With barely 600,000 residents Wyoming is the least populated state in the union. Its idea of State selfhood is one of abundant natural splendor, rugged resilience, and self-sufficiency. The main economic drivers are mineral extraction and tourism. Agricultural commodities include livestock, hay, wheat, barley, and wool. The climate is semi-arid continental, it is dry and windy with extreme shifts in temperature.
During the late 19th and early 20th centuries the American West was a place where identity was often the creative result of entrepreneurial self-invention, fiction, and theater. It is telling that some of its most famed residents such as Buffalo Bill Cody, Sitting Bull, and Calamity Jane made a living later in life by acting out their own legends.

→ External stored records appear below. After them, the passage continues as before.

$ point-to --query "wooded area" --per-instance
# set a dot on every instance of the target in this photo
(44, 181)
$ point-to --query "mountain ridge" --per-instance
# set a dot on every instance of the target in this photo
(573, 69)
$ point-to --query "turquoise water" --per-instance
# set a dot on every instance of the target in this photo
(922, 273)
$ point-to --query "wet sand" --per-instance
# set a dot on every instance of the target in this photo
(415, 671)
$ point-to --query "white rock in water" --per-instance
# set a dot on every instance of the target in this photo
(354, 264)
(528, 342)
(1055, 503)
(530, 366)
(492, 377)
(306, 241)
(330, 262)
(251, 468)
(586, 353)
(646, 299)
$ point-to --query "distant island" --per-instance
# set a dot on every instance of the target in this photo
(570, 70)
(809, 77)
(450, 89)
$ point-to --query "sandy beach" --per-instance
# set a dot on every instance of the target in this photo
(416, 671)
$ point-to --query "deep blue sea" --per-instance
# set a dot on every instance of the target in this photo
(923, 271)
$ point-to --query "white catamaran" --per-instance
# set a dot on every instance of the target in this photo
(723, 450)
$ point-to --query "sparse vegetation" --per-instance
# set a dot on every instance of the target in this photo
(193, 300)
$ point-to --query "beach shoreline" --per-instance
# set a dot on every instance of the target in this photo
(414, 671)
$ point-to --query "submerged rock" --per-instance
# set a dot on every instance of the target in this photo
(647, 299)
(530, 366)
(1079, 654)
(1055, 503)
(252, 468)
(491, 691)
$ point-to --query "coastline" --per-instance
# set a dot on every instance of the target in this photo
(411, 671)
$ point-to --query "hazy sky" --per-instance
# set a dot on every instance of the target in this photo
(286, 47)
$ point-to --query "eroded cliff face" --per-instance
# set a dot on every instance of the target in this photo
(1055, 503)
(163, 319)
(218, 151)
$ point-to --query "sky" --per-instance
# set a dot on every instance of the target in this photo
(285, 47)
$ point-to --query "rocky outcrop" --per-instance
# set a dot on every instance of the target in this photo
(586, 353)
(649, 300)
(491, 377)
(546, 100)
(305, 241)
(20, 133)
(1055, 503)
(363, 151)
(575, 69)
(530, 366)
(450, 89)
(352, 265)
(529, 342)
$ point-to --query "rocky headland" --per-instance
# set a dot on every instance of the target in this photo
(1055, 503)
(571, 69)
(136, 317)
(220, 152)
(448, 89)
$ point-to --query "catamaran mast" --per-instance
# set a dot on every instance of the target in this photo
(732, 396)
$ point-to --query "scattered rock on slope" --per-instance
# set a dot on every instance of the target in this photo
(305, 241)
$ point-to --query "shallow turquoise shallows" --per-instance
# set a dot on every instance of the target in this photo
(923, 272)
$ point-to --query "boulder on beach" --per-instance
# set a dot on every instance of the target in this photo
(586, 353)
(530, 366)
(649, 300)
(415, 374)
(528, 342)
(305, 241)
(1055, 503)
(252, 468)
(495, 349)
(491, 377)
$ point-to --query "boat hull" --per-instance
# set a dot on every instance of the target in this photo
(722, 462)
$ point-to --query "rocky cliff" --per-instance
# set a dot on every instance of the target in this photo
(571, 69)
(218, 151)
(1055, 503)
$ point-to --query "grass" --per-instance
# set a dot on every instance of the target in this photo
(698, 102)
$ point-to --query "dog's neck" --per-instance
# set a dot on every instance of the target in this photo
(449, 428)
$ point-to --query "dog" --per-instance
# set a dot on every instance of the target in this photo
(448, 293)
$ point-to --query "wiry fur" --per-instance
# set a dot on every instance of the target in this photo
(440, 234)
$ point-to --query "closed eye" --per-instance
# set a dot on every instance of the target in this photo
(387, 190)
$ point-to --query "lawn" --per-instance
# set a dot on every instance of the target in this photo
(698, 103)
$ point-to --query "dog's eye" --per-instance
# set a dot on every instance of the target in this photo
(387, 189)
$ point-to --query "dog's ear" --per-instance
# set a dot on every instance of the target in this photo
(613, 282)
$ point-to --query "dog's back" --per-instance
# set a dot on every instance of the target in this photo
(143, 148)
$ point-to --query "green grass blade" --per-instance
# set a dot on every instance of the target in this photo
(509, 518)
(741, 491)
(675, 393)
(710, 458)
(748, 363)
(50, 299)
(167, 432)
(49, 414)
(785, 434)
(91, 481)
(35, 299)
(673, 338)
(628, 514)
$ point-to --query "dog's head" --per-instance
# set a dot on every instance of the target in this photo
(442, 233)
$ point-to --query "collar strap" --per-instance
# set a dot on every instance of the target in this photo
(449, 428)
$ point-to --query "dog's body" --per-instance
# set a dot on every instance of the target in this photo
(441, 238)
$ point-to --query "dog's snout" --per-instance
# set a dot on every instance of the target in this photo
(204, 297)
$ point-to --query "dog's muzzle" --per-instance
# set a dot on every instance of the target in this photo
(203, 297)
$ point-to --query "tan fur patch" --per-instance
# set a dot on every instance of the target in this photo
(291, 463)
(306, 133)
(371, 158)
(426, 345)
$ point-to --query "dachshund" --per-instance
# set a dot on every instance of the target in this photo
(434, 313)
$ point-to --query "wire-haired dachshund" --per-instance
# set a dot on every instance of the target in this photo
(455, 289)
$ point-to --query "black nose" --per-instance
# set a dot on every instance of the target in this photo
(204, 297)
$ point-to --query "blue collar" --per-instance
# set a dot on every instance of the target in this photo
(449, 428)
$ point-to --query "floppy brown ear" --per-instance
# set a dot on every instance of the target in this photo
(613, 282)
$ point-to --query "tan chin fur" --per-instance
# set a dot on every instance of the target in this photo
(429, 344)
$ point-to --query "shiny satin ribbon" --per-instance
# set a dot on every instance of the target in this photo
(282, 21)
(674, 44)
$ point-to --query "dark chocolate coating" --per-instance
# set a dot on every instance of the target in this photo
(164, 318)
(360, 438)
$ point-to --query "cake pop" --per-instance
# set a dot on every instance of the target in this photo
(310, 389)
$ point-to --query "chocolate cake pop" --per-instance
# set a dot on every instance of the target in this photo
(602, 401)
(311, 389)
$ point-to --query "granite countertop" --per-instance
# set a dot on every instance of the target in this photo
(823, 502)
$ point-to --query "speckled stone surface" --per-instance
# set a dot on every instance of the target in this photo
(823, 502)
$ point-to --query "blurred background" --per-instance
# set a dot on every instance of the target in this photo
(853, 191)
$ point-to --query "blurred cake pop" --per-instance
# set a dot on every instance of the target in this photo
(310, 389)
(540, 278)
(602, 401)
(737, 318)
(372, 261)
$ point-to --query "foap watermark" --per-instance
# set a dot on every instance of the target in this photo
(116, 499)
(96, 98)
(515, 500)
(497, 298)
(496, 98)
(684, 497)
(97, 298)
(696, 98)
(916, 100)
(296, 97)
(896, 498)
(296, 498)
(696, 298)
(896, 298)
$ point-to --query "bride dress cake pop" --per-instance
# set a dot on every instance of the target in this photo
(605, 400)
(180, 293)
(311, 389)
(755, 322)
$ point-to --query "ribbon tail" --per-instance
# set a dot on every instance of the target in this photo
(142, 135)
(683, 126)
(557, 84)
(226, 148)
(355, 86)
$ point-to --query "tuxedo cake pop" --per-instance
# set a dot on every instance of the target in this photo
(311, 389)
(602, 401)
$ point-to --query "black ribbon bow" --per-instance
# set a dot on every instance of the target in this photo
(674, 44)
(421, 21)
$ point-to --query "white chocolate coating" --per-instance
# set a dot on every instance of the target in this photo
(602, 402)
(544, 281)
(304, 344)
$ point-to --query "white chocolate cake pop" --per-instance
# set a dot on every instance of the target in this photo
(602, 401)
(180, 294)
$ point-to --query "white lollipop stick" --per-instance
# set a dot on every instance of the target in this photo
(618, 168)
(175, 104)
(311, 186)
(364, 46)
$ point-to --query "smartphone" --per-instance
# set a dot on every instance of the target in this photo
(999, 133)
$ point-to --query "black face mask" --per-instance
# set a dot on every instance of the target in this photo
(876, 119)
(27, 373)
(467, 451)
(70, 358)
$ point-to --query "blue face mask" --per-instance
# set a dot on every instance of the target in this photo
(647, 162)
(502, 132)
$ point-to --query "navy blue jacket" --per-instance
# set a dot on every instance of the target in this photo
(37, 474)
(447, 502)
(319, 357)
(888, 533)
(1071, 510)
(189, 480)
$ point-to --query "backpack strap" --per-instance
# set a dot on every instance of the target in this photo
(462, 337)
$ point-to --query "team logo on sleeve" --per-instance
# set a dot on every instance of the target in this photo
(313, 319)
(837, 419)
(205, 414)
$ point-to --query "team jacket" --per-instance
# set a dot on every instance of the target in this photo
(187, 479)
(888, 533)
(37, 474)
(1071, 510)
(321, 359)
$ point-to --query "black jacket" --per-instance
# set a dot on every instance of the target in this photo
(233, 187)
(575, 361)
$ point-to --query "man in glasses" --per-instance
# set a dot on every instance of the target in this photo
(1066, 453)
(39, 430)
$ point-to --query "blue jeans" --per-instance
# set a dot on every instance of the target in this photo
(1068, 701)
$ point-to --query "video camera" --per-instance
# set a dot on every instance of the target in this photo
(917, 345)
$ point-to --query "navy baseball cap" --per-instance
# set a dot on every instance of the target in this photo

To this day the Wyoming state website proudly boasts of ‘the untamed spirit of the West’ and its ability to ‘open your mind and invigorate your senses to release your own inner freedom and sense of adventure.’ At the historic Occidental Hotel and in other places in and around Buffalo, Wyoming time has seemingly paused. They are contemporary spaces so steeped in the past it is disorienting.
Buffalo is one of numerous towns in America where people have rejected aspects of contemporary society in favor of a simpler and often more rural life that includes aspects of historical reenactment. It has been called histo-cinematic simulation or the Disneyland effect in which sanitized ideas of the past are mixed with everyday contemporary life in a nostalgic new romanticism that is both enticing and unsettling. Perhaps this is the result of our legacy of images and their narrative power to provide definitions in a world that is still shifting too rapidly for many to keep up.
The real folds in upon itself. A play of opposites: then and now, here and there, truth and fiction, theater and documentation.